The case of “Dartmouth College vs. Woodward,” is the last we shall be able to give a particular attention to; and this will be but hastily reviewed. This also was a writ of error to the Supreme Court of the state of New-Hampshire, which had sanctioned un unconstitutional act of the legislature of that state. The leading points decided were, that a charter granted by the British crown to this college, in the year 1769, was a contract within the meaning of that clause of the Constitution of the United States which declares that no state shall make any
law impairing the obligation of contracts; and that this charter was not dissolved by the revolution : that, under this charter, Dartmouth College was a private, and not a public corporation, being originally founded by individuals, with their own funds, and under their own direction; and that a corporation established for purposes of general charity, or for education generally, does not, per se, make it a public corporation, liable to the control of the legislature. The result of these principles was, that an act of the state legislature of New Hampshire, altering the charter, without the consent of the corporation, in a material respect, is unconstitutional and void. The most material alteration in the charter was that by which the property and government of the corporation were taken, in effect, out of the hands of its founders and proprietors, and transferred to the direction and management of the state and her officers. Yet the state Court, having, probably, a common feeling with, or an uncommon deference for, the legislature, found nothing wrong and unlawful in this manifest invasion of private rights. Not so the Supreme Court of the United States. They pronounced the usurpation to be a violation of the sanctity of a contract, and of the security given by the Constitution to every citizen in his property. The property was restored to its rightful owners, as well as their privileges.
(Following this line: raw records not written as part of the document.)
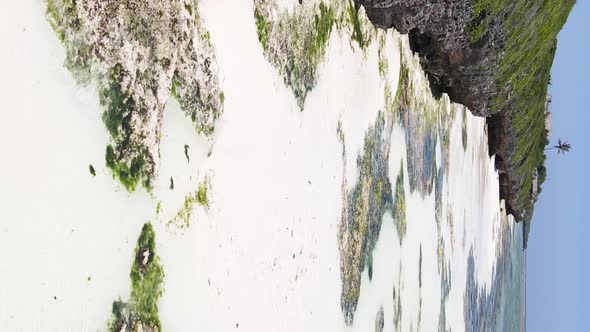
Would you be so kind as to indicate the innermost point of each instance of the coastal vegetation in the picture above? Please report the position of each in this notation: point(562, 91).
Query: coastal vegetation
point(182, 218)
point(562, 147)
point(523, 76)
point(140, 312)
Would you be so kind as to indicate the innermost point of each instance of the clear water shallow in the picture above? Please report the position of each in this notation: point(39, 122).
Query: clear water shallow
point(276, 194)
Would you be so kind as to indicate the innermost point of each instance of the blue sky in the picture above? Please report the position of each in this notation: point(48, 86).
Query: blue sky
point(558, 262)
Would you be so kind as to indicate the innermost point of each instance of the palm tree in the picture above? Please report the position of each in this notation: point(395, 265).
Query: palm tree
point(562, 147)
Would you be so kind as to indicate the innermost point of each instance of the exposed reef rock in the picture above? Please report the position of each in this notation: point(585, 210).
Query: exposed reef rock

Without this guardian power of the federal judiciary, every association incorporated for the purposes of religion, charity, or learning, founded by private benevolence or private funds, to which the state had not contributed one dollar, would be at the disposal of a state legislature; and at the mercy of intriguing politicians.
Every day keeps the public in mind of the obligations they owe to this Court for their decision in the Steam-boat Case.
We have now completed, most imperfectly indeed, the execution of our design, to place before the people of the United States, some of the most prominent services rendered to them by the judicial department of their government; and we indulge a hope that our labour will not be without some influence in increasing the estimation which justly belongs to its learning, its diligence, its patriotism, and integrity.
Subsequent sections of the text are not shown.